The Spacetime Metric

Level 1 · Foundations teaching kit · Grades 8–9

Measurement, uncertainty, and evidence

Use the learner record during the live investigation, then use the instructor guide to facilitate comparison, address misconceptions, and assess evidence-bounded reasoning.

Learner lab record

Correlated uncertainty investigation

How does shared movement between two inputs change the uncertainty of a combined result?

Setup

Use the live uncertainty composer. Change one control at a time, keep a record of every setting, and treat correlation as a declared relationship rather than a guess.

Predict first

  1. 1. Predict the result when ρ=0.
  2. 2. Predict whether positive or negative correlation makes the combined interval wider.
Variables
VariableRoleUnit
Input uncertainty σxindependentchosen measurement unit
Input uncertainty σyindependentsame unit as σx
Correlation ρindependentunitless
Combined uncertainty σdependentchosen measurement unit

Observation columns

σxσyρcombined σwhat changed?

Analyze

  1. 1. Which run reproduced ordinary quadrature?
  2. 2. Which pair of runs isolates correlation?
  3. 3. What assumption would make your comparison invalid?
  4. 4. State the result with units and an uncertainty interval.

Conclusion frame

When ___ stayed fixed and ρ changed from ___ to ___, combined uncertainty changed from ___ to ___ because ___.

Instructor guide · 35–45 minutes

Teach the investigation, not the interface

Learning target: Learners distinguish independent quadrature from correlated uncertainty and defend a comparison using controlled variables.

Prepare

  • Open the uncertainty composer on every device.
  • Choose one familiar unit such as centimeters.
  • Prepare one deliberately flawed comparison for critique.

Facilitation moves

  • Ask which variable changed before discussing the number.
  • Have pairs reproduce one another's recorded setting.
  • Require units in every spoken conclusion.

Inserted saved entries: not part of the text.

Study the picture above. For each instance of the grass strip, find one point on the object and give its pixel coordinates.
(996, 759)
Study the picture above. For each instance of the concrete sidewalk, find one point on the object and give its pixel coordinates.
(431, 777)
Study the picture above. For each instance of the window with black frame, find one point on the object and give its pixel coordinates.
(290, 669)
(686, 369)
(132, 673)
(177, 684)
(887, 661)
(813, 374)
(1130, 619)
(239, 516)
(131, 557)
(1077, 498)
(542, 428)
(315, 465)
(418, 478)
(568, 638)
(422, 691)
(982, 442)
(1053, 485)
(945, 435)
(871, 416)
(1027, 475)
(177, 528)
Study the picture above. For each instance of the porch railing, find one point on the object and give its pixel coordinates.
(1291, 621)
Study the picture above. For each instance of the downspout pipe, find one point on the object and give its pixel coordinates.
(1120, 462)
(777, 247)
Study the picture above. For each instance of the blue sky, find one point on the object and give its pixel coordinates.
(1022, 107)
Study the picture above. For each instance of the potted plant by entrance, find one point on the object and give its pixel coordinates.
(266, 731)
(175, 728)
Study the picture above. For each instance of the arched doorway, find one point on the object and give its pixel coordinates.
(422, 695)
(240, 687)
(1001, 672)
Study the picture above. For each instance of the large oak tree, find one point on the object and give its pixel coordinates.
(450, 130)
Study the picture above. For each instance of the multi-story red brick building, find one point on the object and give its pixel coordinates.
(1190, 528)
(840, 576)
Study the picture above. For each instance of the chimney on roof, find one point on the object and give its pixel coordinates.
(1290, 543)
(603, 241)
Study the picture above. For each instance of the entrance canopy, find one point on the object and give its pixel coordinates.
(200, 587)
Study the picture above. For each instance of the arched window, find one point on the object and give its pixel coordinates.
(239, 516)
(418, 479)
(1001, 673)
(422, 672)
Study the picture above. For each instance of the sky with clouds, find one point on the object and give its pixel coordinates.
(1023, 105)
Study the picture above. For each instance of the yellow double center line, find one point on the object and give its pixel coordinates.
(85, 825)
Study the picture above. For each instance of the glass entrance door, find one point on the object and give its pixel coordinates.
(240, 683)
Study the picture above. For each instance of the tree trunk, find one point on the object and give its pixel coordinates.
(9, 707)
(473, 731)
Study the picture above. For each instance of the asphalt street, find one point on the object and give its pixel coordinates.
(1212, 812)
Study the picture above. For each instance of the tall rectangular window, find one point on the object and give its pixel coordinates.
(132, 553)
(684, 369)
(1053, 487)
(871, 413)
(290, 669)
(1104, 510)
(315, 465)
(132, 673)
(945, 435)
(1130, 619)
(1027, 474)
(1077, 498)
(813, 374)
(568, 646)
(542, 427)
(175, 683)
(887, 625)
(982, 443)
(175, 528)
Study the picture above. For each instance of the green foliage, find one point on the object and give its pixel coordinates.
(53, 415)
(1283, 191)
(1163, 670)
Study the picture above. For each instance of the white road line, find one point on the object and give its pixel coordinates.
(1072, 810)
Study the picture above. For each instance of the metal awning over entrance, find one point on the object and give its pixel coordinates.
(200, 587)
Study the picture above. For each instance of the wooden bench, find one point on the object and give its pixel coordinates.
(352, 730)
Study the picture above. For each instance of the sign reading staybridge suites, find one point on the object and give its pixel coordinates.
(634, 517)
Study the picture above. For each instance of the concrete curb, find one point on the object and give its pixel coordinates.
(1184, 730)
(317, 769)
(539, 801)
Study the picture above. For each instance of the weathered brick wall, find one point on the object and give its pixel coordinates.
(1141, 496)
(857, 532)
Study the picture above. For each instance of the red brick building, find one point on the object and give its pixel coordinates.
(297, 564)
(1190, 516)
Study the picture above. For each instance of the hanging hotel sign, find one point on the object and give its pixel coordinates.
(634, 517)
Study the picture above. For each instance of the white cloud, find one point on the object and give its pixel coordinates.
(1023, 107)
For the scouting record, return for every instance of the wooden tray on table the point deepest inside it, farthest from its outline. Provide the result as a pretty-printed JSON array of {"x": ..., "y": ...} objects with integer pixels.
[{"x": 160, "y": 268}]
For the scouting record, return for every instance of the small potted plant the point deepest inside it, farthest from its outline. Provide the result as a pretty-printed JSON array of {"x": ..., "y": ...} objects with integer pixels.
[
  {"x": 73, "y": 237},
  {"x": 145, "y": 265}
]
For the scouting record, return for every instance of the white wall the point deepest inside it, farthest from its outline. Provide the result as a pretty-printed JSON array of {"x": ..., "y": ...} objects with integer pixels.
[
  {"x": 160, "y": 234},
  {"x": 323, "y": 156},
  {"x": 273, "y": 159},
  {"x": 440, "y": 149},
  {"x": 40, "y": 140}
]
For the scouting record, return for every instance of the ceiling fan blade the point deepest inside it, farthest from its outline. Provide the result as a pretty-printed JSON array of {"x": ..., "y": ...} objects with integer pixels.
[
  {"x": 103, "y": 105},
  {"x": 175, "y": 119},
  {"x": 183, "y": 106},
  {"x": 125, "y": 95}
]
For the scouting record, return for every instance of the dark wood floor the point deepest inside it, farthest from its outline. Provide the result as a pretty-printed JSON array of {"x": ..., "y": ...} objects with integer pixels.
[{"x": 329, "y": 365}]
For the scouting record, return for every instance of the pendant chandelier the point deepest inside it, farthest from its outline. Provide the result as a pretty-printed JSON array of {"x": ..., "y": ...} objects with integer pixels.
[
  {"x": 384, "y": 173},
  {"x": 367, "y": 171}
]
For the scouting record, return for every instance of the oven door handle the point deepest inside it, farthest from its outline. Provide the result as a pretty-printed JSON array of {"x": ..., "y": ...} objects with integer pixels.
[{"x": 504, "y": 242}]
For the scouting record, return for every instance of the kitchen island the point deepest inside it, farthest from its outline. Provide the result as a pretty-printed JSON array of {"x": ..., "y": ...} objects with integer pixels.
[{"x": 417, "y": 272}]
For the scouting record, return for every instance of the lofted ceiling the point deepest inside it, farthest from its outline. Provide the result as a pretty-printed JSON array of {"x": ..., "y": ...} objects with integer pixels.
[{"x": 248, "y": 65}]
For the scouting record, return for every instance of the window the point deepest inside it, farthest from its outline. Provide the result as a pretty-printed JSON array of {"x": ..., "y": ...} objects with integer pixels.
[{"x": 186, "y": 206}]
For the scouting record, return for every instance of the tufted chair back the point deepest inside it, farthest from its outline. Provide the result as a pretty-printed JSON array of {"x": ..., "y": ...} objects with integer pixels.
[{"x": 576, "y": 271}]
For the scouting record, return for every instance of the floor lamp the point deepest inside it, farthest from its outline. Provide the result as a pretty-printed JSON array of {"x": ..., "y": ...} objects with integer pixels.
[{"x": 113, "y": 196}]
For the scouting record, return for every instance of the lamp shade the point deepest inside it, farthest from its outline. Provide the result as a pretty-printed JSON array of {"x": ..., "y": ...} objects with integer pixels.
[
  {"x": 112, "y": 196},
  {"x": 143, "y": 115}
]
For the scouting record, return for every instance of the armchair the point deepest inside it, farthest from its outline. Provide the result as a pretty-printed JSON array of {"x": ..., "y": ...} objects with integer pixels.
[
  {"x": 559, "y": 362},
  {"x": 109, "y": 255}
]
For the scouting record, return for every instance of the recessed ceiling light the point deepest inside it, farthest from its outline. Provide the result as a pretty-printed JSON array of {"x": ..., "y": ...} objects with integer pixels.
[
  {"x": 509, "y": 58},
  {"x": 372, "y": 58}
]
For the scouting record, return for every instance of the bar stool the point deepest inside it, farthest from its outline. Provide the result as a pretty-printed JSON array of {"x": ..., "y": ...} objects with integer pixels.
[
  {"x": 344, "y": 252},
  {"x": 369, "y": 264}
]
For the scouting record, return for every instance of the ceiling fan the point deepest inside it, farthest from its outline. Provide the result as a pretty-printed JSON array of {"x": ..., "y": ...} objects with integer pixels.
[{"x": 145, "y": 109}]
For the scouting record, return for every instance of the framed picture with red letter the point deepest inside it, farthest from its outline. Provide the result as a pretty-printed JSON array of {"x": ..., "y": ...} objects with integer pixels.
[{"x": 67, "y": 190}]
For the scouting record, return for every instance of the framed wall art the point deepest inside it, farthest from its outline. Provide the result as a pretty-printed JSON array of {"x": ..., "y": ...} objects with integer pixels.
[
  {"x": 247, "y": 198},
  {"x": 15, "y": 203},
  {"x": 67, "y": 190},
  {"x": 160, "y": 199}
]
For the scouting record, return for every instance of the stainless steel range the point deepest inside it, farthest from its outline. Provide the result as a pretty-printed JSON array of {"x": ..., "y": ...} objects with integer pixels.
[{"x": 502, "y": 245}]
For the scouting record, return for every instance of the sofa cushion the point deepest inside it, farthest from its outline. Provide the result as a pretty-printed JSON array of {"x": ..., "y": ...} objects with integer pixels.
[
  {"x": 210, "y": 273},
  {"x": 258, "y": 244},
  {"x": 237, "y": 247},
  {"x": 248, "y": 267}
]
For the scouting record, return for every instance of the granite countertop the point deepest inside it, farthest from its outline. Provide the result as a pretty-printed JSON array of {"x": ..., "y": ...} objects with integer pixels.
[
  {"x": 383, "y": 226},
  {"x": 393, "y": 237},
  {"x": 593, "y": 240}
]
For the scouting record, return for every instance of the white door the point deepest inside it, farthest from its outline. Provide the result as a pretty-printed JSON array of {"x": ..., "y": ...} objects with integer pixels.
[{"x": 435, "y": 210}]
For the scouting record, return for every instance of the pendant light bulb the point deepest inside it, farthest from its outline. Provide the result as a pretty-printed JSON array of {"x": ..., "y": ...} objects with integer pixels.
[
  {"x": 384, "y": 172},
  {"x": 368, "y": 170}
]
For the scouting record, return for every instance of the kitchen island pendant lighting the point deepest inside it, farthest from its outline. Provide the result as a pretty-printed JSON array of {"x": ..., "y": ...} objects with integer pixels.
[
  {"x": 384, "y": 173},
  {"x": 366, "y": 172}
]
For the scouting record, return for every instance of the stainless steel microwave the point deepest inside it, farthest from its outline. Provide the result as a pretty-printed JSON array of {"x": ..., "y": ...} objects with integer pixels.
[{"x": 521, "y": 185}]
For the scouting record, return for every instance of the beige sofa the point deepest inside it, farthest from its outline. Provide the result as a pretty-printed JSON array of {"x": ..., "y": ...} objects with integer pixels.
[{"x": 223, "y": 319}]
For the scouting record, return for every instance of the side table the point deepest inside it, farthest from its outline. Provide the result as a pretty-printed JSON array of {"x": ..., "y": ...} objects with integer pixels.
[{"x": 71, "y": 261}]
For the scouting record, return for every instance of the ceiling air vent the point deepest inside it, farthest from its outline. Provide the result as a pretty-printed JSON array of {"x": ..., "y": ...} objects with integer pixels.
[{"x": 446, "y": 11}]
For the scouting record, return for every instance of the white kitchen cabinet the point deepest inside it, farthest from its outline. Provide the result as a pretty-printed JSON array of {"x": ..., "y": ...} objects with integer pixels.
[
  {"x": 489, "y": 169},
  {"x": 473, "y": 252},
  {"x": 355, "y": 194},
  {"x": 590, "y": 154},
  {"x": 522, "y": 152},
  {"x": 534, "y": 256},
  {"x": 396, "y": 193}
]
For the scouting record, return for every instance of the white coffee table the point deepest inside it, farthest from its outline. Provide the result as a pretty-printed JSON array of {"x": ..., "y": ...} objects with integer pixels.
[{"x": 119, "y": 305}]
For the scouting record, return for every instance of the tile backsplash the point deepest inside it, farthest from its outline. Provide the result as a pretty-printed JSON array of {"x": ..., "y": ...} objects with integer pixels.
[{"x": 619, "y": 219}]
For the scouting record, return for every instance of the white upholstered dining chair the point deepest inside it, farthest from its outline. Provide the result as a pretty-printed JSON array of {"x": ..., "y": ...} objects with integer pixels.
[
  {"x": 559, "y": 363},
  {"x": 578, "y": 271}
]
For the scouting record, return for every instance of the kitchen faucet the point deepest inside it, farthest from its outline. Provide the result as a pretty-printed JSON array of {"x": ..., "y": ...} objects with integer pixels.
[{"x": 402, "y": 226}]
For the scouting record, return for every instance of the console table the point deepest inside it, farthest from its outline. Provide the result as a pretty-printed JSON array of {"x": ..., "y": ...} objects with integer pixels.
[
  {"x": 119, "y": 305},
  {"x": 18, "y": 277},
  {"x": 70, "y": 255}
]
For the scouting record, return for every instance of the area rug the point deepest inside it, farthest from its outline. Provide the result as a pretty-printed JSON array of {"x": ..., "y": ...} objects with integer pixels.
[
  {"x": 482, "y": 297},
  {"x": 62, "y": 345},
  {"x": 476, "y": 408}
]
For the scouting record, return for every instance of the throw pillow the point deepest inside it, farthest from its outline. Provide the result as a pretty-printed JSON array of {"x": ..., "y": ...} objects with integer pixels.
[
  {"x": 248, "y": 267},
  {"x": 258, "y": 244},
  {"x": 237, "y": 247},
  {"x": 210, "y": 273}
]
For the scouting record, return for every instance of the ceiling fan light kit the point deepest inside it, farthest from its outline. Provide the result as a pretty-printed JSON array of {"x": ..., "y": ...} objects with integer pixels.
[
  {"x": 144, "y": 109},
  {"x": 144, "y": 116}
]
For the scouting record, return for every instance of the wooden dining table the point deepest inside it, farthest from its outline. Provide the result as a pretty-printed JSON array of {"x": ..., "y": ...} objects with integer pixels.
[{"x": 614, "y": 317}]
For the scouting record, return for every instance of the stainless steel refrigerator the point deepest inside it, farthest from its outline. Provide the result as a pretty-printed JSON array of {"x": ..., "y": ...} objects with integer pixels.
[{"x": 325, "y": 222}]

Accessibility and participation

  • Read every Greek symbol aloud and pair it with its plain-language name.
  • Allow keyboard arrow control of every slider.
  • Offer the observation table before learners begin changing values.

Evidence of learning

  • A controlled two-run comparison
  • Correct use of units
  • A conclusion that names the role of correlation

Misconception checks

More measurements always remove uncertainty.

Repeated independent noise may shrink; shared bias and correlation do not disappear by repetition.

Negative correlation means bad data.

It describes opposing co-movement and can reduce a particular combined uncertainty.

Extension

Build a three-input budget and identify which covariance term dominates the output.